At the recent EMC forum held in Mumbai, the company talked about how data has grown and continues to grow enormously, and it is not just the need to store this data, but to analyse it, that will drive its market in future.
Each day, the world sees a huge amount of data not just at the enterprise level, but at the consumer level with every individual who is digitally connected, contributing to it. Data volumes are already tipping the scales at petabytes and exabytes.
Quoting an industry study, Rajesh Janey, President, EMC India & SAARC says, “A recent study in India showed that data will grow from 40,000 petabytes in 2010 to 2.3 million petabytes by 2020. The focus will be on how to analyse this vast volume of data to generate some insight, inference and knowledge in a way that ‘what if’ scenarios can be defined rather than just taking decisions based on analysis of historical data.”
The company defines big data as large data sets that a traditional IT infrastructure cannot handle. The enterprise would need scale out systems as each system would have a lot of data to process and therefore, scaling up as the resource requirements increase would not help much.

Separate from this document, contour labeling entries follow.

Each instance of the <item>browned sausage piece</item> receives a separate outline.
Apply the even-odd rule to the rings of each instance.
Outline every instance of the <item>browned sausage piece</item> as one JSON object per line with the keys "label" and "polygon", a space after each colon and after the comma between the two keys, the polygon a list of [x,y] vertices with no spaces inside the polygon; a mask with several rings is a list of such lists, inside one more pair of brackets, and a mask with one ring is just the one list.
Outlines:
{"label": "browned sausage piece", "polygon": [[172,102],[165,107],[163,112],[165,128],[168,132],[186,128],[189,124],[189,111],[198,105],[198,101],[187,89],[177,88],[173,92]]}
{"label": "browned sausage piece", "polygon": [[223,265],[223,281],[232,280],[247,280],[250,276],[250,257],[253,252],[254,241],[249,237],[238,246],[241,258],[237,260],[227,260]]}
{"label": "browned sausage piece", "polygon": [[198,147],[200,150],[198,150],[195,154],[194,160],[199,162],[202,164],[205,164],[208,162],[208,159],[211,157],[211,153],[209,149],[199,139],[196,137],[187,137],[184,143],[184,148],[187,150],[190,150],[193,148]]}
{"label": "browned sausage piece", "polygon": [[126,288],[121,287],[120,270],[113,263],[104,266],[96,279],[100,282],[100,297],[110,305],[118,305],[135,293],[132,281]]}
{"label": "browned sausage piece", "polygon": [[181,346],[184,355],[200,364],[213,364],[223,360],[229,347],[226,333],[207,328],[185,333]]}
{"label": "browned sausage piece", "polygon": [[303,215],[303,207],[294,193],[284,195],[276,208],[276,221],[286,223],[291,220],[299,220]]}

Based on this approach, EMC is offering its Greenplum data analytics solution, which uses a Hadoop-based file system to handle Big Data. The company already has several Big Data customers in India, with one each in the BFSI, retail and government space, and two in the telco space.
Describing India as one of its key markets for Big Data, Janey says “Our biggest customer for Greenplum is from India, and we are in the process of signing up another one.”
While India throws up a lot of opportunities from a big data customer base point of view, EMC believes that the country will also prove to be a key source of skilled resource that can be trained to work in big data environments. With Greenplum, though it has the database and the analytics platform, the company believes that Big Data will create a need for data scientists who can understand the business analytics and data generated out of solutions such as Greenplum, and help build applications that will address specific analytical requirements of an enterprise.
Their core job would be to look at the data being churned and co-relate that data, such that the platform will allow the enterprise to take decisions in a predictive manner. However, the country currently does not have training courses that provide the specific skill sets needed to become a data scientist and this is where EMC is looking to leverage on its long established training and certification practice in India.
EMC launched the ‘EMC Academic Alliance’ in 2005 with a course on Information Storage Management. Designed as product independent industry standard course, it was aimed at providing technology skill sets to engineering students that could help them take up jobs in the area of storage.
The company signed up with several universities for this. According to Janey, this was around the time when for instance, an IDC study suggested that there is going to be a shortage of 100,000 storage professionals.
Over the last seven years or so, the company has had more than 200 colleges signing up for the alliance and more than 100,000 students have passed out. These students get absorbed by the entire ecosystem, which could include EMC itself, its partners and customers and sometimes even competition.
Says Janey, “A recent Nasscom study put the Big Data market in India to close to a billion dollars. However the same organisation had also recently observed that though we have engineers in the country, almost 75 % of them are not employable.”
“This is precisely the reason we are bringing a Cloud and data scientist curriculum in India. We launched the new course at the EMC Forum, and we had three vice chancellors from different universities and a total of six universities being represented, for the launch,” he further informs.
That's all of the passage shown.